Beyond the Robot
- Author: Gary Lachman
- Language: English
- Subject: Colin Wilson
- Genre: biography
- Publisher: Penguin Putnam
- Publication date: 2016
- Publication place: United States
- Pages: 416
- ISBN: 9780399173080

= Beyond the Robot =

2016 book by Gary Lachman

Beyond the Robot: The Life and Work of Colin Wilson is a 2016 book by the American writer Gary Lachman. It is a biography about the English writer and philosopher Colin Wilson.
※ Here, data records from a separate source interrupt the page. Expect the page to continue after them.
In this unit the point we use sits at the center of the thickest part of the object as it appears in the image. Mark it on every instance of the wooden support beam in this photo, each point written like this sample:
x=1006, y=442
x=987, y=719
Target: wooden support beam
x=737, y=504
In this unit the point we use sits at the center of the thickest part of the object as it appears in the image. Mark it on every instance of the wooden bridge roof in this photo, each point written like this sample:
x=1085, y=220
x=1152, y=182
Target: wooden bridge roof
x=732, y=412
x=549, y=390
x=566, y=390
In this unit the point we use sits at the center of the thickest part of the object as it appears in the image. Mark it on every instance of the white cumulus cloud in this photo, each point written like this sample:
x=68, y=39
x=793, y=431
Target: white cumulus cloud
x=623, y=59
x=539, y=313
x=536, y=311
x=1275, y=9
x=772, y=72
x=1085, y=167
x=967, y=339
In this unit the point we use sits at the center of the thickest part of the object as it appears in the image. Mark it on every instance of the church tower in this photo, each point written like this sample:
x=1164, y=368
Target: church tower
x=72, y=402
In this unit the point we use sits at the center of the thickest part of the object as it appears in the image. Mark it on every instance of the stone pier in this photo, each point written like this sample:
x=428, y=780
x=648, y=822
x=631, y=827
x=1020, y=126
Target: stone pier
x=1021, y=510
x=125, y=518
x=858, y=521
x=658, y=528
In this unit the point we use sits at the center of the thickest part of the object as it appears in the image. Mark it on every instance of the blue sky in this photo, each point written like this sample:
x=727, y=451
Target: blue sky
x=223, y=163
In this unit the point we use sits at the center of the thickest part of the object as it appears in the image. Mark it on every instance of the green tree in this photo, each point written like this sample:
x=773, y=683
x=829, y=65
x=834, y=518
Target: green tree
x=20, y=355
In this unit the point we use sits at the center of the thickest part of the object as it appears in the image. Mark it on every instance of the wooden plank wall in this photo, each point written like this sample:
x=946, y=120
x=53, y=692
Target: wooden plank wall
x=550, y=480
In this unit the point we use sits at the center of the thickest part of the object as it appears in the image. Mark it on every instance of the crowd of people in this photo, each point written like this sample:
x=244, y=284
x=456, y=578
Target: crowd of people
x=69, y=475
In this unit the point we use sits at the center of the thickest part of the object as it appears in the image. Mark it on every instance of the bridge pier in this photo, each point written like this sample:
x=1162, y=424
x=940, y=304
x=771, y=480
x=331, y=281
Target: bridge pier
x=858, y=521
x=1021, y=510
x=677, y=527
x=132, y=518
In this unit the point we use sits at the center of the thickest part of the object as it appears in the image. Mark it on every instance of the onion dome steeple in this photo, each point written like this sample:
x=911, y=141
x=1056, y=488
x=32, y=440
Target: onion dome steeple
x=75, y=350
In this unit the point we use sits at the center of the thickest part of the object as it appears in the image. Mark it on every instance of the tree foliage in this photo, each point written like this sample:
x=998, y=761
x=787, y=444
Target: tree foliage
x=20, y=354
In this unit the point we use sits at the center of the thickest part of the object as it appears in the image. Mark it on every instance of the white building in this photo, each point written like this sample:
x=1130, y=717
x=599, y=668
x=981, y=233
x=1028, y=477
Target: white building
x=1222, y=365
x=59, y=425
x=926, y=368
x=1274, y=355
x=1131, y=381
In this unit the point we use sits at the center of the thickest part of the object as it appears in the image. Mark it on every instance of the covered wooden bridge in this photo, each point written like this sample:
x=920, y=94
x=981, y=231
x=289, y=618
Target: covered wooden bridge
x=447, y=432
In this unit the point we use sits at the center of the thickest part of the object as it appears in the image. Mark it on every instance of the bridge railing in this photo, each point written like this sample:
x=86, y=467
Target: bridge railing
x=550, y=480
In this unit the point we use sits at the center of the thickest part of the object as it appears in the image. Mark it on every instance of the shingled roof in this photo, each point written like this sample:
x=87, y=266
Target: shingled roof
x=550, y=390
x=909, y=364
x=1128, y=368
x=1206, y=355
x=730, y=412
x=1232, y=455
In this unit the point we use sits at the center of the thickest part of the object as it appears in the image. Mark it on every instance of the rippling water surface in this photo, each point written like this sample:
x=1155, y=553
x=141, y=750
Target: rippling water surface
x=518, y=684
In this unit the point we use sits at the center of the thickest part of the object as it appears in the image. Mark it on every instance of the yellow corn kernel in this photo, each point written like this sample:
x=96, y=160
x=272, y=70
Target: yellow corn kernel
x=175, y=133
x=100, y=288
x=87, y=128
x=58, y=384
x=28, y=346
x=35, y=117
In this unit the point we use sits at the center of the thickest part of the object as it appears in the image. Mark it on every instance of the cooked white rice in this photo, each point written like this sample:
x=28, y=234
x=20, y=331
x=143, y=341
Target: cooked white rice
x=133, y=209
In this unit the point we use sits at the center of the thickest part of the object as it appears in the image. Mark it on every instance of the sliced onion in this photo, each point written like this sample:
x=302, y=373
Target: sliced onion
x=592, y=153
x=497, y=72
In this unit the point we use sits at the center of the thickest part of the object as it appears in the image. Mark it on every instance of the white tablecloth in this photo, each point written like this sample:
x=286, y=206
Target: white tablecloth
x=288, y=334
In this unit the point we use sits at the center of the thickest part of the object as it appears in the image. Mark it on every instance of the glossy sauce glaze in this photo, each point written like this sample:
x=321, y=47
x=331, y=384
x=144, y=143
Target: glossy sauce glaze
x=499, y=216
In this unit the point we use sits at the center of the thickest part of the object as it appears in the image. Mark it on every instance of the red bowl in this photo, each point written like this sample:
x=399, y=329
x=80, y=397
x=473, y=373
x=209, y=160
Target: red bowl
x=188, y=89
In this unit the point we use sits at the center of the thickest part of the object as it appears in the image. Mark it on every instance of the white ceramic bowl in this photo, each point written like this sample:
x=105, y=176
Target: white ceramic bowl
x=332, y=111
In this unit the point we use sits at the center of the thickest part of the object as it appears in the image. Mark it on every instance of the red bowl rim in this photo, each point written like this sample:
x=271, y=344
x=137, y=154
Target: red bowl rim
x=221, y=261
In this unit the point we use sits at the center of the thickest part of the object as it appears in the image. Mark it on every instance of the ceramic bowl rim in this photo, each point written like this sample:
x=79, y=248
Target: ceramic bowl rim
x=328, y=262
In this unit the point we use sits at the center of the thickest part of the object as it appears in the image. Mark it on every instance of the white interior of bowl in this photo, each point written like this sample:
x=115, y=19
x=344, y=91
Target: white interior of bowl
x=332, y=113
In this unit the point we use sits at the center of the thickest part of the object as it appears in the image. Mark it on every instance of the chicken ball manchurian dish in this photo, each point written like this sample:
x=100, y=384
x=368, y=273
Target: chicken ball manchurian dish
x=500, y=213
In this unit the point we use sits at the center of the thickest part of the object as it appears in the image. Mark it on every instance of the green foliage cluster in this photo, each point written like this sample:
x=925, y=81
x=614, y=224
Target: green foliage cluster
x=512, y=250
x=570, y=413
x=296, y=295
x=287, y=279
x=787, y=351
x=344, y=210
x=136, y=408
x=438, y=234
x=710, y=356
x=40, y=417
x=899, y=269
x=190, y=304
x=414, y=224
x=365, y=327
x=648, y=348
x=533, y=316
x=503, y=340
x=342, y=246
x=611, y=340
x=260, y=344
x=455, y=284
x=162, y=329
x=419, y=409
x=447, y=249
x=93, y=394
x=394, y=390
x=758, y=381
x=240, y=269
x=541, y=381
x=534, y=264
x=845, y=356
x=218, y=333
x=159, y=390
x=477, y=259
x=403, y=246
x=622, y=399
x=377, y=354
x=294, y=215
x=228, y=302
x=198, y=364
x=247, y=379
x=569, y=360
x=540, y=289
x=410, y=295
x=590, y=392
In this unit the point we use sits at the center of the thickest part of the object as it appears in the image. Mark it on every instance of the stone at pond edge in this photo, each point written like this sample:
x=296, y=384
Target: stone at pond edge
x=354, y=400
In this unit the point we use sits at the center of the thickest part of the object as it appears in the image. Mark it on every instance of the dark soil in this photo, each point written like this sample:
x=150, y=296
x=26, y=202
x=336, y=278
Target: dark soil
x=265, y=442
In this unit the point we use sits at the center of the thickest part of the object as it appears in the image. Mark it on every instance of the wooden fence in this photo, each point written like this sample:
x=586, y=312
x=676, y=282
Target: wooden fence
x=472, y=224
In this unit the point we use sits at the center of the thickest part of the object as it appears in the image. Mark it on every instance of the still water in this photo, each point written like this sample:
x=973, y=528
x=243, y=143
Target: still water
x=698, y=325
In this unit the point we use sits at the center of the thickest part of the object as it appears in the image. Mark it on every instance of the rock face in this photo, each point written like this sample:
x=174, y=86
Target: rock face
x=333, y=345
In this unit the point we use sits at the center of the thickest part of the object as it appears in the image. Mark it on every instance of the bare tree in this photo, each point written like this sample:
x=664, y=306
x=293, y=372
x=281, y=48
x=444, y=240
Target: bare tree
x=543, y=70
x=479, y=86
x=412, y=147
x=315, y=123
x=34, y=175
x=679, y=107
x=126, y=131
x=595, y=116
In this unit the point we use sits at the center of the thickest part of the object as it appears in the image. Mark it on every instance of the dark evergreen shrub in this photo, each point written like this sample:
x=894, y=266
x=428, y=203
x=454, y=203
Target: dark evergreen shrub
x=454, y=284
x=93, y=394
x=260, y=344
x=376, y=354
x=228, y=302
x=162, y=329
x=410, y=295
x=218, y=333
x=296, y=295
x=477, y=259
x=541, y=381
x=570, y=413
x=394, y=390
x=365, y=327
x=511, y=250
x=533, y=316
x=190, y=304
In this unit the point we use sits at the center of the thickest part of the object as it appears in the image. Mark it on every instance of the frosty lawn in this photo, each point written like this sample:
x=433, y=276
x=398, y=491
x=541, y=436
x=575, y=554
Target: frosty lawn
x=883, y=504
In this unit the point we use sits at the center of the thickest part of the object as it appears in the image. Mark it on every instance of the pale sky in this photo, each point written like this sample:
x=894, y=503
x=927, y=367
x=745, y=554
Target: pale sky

Lachman first discovered Wilson when he was a musician in New York City in the 1970s and read Wilson's book The Occult: A History, which became the beginning of his own interest in occult, philosophical and mystical subjects. Relocated to England, Lachman made a career out of writing about such subjects, producing books about people such as Emanuel Swedenborg, Helena Blavatsky, Aleister Crowley, Rudolf Steiner, P. D. Ouspensky and Carl Jung. He remained an admirer of Wilson.

Michael Dirda of The Washington Post described Beyond the Robot as "an enthralling account" of Wilson's life and work, and a good introduction to Lachman's ability to write about his subjects with "exceptional grace, forcefulness and clarity".